ESMA launches consultation on cost of market data and consolidated tape
The European Securities and Markets Authority (ESMA), the EU securities markets’ regulator, has launched a public consultation on the development in prices for pre- and post-trade data and on the post-trade consolidated tape (CT) for equity instruments. MiFID II/MiFIR aims at ensuring fair access to and lowering the cost of market data and has established the legal framework for the provision of a CT. However, to date, no CT has emerged and, based on ESMA’s analysis, it appears that MiFID II has so far not delivered on its objective to lower the prices of market data.
ESMA’s consultation forms part of the reviews required by MiFID II/MiFIR. It aims to gather further information on the factors behind the cost of market data and the CT ahead of ESMA’s final report to the European Commission (EC).
Development in the prices of market data
The consultation paper (CP) assesses the development of prices for market data and the application of the main MiFID II/MiFIR provisions aimed at reducing the cost of market data: the requirement to publish market data on a reasonable commercial basis (RCB), the requirement to provide market data in a disaggregated format, and the requirement to make market data available free of charge 15 minutes after publication.
The CP presents a varied picture of recent developments in the price of market data as users and trading venues continue to disagree on whether the price for market data is reasonable. In data users’ view, market data prices are too high and have not decreased since the start of MiFID II/MiFIR in January 2018, while in some cases prices have significantly increased.
Market data users also stress that since January 2018, new market data fees have emerged, such as fees for SIs consuming data, fees for data used for risk management and market abuse monitoring purposes. At the same time, the majority of trading venues have a different perception of the development of market data prices, that, in their view, resulted in price adjustments, and not only increases.

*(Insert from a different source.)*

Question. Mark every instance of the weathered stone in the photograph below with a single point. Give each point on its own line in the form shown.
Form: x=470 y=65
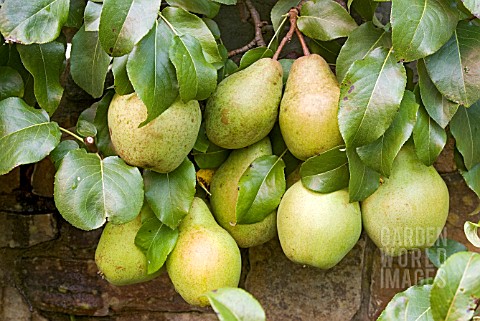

Consolidated tape for equity instruments
MiFID II sets out the legal framework for operating a CT, however more than a year after its application, a CT is still to emerge in the EU. Despite calls from different market participants, highlighting the benefits such an initiative would bring, there remain several challenges that have prevented one emerging.
ESMA believes the lack of a CT provider can be explained by three main factors: no commercial rewards for operating a CT, a too restrictive regulatory framework, and competition from non-regulated entities. ESMA’s consultation also identifies some of the major considerations in setting up a CT, notably high data quality, mandatory contribution by trading venues and APAs to the CT and mandatory consumption of the CT by data users.
In addition, ESMA has identified several clear benefits a CT could provide. In particular, a CT would provide post-trade information on the trading activity for any equity and equity-like instrument in a single place and format. Finally, the consultation sets out different potential ways of establishing a CT should the EC and co-legislators decide to do so.
Steven Maijoor, Chair, said:
“Discussions on the cost of market data in the EU have been to the fore for many years with differing views expressed by trading venues selling this data and market data users buying it - MiFID II aims to change this landscape.
“We have received a lot of feedback as to whether the price for market data is reasonable, in addition to concerns on price increases and new fees in an environment driven by technological development and a high demand for market data. This new consultation forms an important part of the reviews of MiFID II as we assess developments in this area.
“Establishing a consolidated tape in the EU has been discussed for many years. I believe it is time to decide if and how we want to go ahead with this ambitious project and ESMA is ready to provide support to the co-legislators on the right way forward.”
The consultation closes on 6 September 2019 and, based on stakeholder feedback, ESMA will develop a final review report, which it intends to submit to the EC in December 2019.